During my research and stay in Amsterdam Geuzenveld-Slotermeer I noticed that many problems and tensions in multicultural society have a link with language. For instance: on the one hand foreigners are pressed to take part fully in Dutch society and learn the Dutch language; on the other hand there is absolutely no necessity to speak Dutch. Your neighbours speak Sranan Tongo, your colleagues speak Turkish, and the cashiers in the Supermarket speak Moroccan: why should you learn this non-spoken language?

Yet, ‘inburgering’ needs you to speak Dutch. The question is not ‘why?’ but ‘how?’ ‘If there’s a will, there’s a way’, says the Dutch proverb. If you want to learn a foreign language, you can. I am trying to learn the sentence ‘Ik moet Nederlands spreken’ (‘I must speak Dutch’) in the languages the Dutch government uses: Dutch, English, Arabic, Turkish and Chinese.

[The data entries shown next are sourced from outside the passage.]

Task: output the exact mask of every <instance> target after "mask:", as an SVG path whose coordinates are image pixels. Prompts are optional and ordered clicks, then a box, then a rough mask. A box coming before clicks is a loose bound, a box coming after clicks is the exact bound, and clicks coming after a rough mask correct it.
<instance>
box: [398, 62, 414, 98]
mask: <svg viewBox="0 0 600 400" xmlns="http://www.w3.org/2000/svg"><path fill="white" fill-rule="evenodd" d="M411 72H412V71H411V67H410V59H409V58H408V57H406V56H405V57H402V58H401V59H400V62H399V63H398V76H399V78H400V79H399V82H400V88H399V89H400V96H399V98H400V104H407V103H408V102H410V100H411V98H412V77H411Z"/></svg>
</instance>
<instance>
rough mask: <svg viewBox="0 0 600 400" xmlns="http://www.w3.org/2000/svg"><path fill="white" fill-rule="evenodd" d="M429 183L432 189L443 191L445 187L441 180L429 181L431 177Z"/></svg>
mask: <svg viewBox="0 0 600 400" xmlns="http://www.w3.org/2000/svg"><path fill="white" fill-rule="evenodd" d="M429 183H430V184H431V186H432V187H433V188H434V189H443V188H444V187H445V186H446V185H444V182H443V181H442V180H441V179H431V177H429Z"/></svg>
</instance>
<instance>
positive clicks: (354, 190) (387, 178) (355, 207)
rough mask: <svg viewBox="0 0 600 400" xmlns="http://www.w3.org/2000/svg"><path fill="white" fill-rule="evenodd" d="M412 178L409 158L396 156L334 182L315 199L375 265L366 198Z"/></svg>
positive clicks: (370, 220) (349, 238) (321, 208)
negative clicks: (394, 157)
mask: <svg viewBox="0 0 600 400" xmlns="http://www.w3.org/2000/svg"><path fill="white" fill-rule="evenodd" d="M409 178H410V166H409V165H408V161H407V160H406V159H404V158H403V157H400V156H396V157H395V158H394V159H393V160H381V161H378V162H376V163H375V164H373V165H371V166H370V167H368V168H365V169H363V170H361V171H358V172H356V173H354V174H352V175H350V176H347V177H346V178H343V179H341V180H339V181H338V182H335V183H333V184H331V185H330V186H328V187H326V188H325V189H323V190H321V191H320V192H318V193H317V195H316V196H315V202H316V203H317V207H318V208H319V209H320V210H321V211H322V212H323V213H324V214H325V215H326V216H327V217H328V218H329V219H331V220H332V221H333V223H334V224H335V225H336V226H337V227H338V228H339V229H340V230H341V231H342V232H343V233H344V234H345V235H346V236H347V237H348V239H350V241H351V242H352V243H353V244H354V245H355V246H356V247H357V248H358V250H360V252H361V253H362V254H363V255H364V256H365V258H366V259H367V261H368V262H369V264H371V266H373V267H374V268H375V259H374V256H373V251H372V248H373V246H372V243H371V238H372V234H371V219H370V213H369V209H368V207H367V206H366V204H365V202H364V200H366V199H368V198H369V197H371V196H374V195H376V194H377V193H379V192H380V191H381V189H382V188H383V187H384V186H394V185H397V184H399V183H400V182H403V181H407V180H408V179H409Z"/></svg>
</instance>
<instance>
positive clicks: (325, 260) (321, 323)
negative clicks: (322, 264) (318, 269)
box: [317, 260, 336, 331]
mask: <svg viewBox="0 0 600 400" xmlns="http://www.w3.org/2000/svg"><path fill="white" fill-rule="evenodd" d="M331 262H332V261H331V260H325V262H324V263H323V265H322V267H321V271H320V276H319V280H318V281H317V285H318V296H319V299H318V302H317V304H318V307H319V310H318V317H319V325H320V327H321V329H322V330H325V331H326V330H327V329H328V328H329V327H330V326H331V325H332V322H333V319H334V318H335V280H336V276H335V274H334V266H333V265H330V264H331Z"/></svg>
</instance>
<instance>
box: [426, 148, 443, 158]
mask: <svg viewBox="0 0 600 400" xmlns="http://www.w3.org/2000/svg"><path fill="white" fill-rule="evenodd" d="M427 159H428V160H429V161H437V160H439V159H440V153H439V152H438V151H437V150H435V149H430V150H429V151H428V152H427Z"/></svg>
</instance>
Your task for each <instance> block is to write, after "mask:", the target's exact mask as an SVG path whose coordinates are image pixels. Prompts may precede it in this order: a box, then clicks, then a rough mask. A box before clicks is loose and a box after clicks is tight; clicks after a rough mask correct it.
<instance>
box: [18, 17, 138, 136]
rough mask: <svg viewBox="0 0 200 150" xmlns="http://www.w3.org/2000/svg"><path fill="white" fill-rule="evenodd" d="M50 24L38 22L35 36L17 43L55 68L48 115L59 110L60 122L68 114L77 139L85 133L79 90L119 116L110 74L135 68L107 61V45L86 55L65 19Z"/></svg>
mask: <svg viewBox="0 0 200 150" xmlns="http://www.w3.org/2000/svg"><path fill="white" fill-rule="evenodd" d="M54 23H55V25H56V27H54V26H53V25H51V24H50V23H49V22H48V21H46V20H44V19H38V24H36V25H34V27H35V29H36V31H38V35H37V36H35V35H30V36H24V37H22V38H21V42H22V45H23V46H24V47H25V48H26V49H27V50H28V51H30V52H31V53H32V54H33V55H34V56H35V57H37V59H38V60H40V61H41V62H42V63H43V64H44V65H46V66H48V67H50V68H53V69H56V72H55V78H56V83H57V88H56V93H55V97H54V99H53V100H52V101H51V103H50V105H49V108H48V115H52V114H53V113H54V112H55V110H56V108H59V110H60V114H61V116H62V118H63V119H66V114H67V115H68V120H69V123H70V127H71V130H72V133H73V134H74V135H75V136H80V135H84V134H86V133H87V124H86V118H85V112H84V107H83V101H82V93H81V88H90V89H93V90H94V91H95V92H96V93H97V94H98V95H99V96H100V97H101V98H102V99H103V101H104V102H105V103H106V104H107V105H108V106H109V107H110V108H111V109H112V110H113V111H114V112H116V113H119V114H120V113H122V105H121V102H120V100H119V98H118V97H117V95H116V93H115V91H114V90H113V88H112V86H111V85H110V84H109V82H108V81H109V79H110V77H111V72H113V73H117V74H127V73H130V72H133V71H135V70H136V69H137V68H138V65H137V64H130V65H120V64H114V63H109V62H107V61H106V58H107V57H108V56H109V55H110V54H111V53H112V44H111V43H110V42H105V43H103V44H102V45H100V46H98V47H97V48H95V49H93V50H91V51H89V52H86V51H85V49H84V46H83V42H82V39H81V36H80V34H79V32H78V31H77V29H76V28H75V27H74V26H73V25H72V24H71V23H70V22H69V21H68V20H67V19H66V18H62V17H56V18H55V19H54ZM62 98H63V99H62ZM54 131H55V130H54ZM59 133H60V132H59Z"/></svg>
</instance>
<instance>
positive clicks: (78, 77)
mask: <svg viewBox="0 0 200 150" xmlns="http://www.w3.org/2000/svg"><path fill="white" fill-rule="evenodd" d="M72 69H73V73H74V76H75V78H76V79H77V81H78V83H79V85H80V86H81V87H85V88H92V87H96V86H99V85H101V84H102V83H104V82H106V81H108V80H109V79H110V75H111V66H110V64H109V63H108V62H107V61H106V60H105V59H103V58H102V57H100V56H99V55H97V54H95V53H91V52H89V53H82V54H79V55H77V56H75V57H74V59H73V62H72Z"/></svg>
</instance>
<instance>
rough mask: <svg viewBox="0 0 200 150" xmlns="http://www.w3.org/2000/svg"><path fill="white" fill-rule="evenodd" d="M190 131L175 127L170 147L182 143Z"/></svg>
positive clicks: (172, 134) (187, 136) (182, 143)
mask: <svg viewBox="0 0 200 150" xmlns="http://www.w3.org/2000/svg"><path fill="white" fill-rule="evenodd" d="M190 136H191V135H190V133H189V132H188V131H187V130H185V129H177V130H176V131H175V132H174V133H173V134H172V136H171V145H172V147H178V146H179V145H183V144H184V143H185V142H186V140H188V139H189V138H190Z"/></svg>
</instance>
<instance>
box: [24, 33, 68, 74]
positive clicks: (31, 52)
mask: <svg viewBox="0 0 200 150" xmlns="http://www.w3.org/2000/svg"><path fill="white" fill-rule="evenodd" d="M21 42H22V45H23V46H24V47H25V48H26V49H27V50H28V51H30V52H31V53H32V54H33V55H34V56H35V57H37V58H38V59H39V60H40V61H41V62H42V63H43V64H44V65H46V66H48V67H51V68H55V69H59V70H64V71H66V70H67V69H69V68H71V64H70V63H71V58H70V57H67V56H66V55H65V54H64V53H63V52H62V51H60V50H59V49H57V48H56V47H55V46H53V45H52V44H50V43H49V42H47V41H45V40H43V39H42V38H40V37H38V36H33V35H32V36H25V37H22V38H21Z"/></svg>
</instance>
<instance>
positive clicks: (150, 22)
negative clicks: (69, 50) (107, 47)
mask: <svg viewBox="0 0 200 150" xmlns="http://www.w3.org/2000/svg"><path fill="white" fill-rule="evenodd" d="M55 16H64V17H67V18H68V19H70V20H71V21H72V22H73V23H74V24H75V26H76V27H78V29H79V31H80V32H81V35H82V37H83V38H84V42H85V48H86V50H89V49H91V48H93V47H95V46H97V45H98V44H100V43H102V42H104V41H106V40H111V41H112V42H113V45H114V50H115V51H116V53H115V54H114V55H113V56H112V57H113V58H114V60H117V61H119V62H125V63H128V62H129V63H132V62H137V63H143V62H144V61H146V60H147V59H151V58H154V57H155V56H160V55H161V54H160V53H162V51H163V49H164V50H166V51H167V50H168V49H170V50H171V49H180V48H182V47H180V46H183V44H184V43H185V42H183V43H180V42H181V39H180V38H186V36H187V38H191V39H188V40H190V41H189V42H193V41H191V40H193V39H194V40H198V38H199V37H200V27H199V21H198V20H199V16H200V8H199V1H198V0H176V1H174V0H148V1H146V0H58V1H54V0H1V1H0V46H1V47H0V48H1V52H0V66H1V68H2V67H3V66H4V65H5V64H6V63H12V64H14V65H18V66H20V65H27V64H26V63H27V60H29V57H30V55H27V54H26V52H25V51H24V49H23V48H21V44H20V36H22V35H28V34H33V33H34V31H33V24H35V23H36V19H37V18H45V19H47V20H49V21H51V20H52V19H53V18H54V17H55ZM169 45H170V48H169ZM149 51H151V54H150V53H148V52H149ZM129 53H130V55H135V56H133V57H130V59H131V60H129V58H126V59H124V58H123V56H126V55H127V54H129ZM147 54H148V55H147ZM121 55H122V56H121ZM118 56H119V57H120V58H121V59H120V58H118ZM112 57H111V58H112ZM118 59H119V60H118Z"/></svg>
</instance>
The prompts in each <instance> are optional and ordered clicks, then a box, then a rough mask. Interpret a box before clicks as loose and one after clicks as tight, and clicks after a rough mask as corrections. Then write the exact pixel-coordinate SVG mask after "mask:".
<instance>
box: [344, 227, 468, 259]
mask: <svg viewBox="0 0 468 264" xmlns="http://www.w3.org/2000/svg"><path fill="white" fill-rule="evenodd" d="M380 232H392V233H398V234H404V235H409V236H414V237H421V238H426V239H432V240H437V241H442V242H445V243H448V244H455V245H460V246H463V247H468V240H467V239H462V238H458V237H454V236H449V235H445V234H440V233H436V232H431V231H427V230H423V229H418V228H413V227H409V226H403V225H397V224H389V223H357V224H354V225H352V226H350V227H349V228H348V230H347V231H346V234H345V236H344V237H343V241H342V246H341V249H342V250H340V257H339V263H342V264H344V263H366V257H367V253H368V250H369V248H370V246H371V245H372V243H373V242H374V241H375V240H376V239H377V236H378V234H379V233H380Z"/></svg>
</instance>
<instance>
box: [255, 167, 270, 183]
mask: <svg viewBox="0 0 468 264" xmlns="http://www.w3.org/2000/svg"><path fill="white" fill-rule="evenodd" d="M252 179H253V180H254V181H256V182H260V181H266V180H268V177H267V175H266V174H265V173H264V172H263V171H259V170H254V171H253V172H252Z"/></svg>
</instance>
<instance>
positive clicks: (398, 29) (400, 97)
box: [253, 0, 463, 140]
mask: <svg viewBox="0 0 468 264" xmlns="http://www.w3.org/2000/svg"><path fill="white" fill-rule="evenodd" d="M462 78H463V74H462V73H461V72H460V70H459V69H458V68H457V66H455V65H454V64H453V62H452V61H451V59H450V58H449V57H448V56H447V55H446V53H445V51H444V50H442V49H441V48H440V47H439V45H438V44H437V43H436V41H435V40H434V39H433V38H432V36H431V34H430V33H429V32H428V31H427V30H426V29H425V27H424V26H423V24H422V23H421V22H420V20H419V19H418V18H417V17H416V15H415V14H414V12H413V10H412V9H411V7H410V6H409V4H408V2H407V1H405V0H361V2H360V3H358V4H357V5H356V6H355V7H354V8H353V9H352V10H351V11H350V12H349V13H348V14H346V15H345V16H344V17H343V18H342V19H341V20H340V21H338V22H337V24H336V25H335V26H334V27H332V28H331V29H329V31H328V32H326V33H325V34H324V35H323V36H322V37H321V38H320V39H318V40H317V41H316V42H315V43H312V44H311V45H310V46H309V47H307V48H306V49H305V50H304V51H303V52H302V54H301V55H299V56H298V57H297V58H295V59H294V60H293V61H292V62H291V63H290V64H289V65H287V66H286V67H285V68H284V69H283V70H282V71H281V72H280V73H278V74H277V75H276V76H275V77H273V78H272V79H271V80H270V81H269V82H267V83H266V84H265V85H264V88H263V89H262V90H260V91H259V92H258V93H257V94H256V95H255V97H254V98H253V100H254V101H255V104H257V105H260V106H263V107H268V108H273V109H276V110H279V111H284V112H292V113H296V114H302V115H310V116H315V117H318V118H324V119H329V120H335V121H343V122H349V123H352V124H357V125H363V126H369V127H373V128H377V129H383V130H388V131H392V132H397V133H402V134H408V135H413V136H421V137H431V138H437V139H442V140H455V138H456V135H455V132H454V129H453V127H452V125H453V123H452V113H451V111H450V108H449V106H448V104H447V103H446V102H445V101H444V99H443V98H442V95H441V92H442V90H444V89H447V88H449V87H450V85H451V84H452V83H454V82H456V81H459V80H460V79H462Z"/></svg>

The sentence ‘Ik moet Nederlands spreken’ reflects and criticizes current immigrant integration policies in the Netherlands as one-way assimilation, forced by a dominating but undefined culture. This ‘integration’ does not open doors or cross borders, on the contrary: it will cause more segregation and closure of different minority groups.

As a Dutch artist living in Amsterdam Geuzenveld-Slotermeer, I am an outsider and always will be, the 17th ‘foreigner’ who comes in and snoops around, never to be seen again. With this project I want to engage myself as an artist to be seen and to be seen again. I will learn a confrontational sentence in a foreign language in public.

One Sentence a Day Keeps Me Away is a project that shows my progress in learning these sentences, thus staging the differences between in- and outsiders. To make ‘outsiders’ ‘insiders’, inhabitants of Geuzenveld-Slotermeer are invited to react to the different episodes. They will be able to contemplate and talk about themselves as an influencing society and as a society being influenced.